Ai momenti concitati delle trattative tra i partiti, si è sovrapposto un lutto avvenuto in casa Forza Italia: si è spento alla vigilia dell’apertura delle votazioni il deputato Vincenzo Fasano. A ricordarlo è stata Rossella Sessa arrivata a Montecitorio per partecipare alla seconda chiama. La deputata forzista gli subentrerà domani, quando la sua elezione verrà convalidata con una procedura d’urgenza.

Prima giornata di consultazioni, conclusasi con un terzo di schede bianche. E si lavora per trovare un nome “che unisca il Paese”

I grandi elettori resteranno dunque 1009: 321 senatori, 630 deputati e 58 delegati regionali, tre per ogni regione, fatta eccezione per la Valle d’Aosta che ne ha solo uno, secondo la procedura designata dagli artt. 83, 84, 85 della Costituzione. Anche i grandi elettori positivi al Covid hanno avuto l’opportunità di partecipare, votando in via eccezionale nel seggio drive-in allestito all’esterno di Montecitorio. Nonostante questo, non sono mancati episodi di tensione: la deputata no vax Sara Cunial non ha potuto votare nel seggio speciale per elettori positivi o in quarantena. Per accedervi avrebbe dovuto trasmettere alla Camera il certificato medico comprovante lo stato di positività o isolamento. Allontanata dall’area si è detta «pronta a querelare il Presidente della Camera Roberto Fico e a invalidare l’elezione del Presidente della Repubblica».

Al termine della giornata si conferma l’assenza di convergenza tra i partiti sul nome del candidato. Solamente Azione e +Europa hanno ribadito il proprio sostegno, fin dal primo scrutinio, all’attuale ministro della Giustizia.
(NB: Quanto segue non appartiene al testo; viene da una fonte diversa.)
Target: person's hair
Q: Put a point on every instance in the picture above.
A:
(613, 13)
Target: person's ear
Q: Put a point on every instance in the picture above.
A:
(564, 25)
Tramite le parole di Emma Bonino i due partiti dichiarano che «la Cartabia ha un curriculum adeguato e grande esperienza in uno dei settori più disastrati del nostro Paese, ovvero la giustizia».

La presidente di FdI Giorgia Meloni, invece, nel confermare la contrarietà all’ipotesi di un Mattarella-bis per traghettare il Governo a fine legislatura, questa mattina ha proposto la candidatura del magistrato Carlo Nordio. Esternazione che ha colto in contropiede l’alleato di coalizione Matteo Salvini, impegnato a conquistarsi il ruolo di regista per arrivare a un patto di legislatura su un nome di alto profilo.Il Partito Democratico e la Lega al termine dell’incontro tra Salvini e Letta avrebbero aperto un dialogo positivo su una serie di ipotesi che verranno riviste domani.

Allo stesso esito avrebbe portato anche il dialogo tra il leader della Lega e il presidente del Movimento 5 Stelle, Giuseppe Conte.Fonti del M5s affermano che c’è stata «totale sintonia sulla necessità di rafforzare e intensificare il confronto per mettere da parte al più presto le schede bianche e scrivere un nome che unisca il Paese». Impresa ardua, ma non impossibile.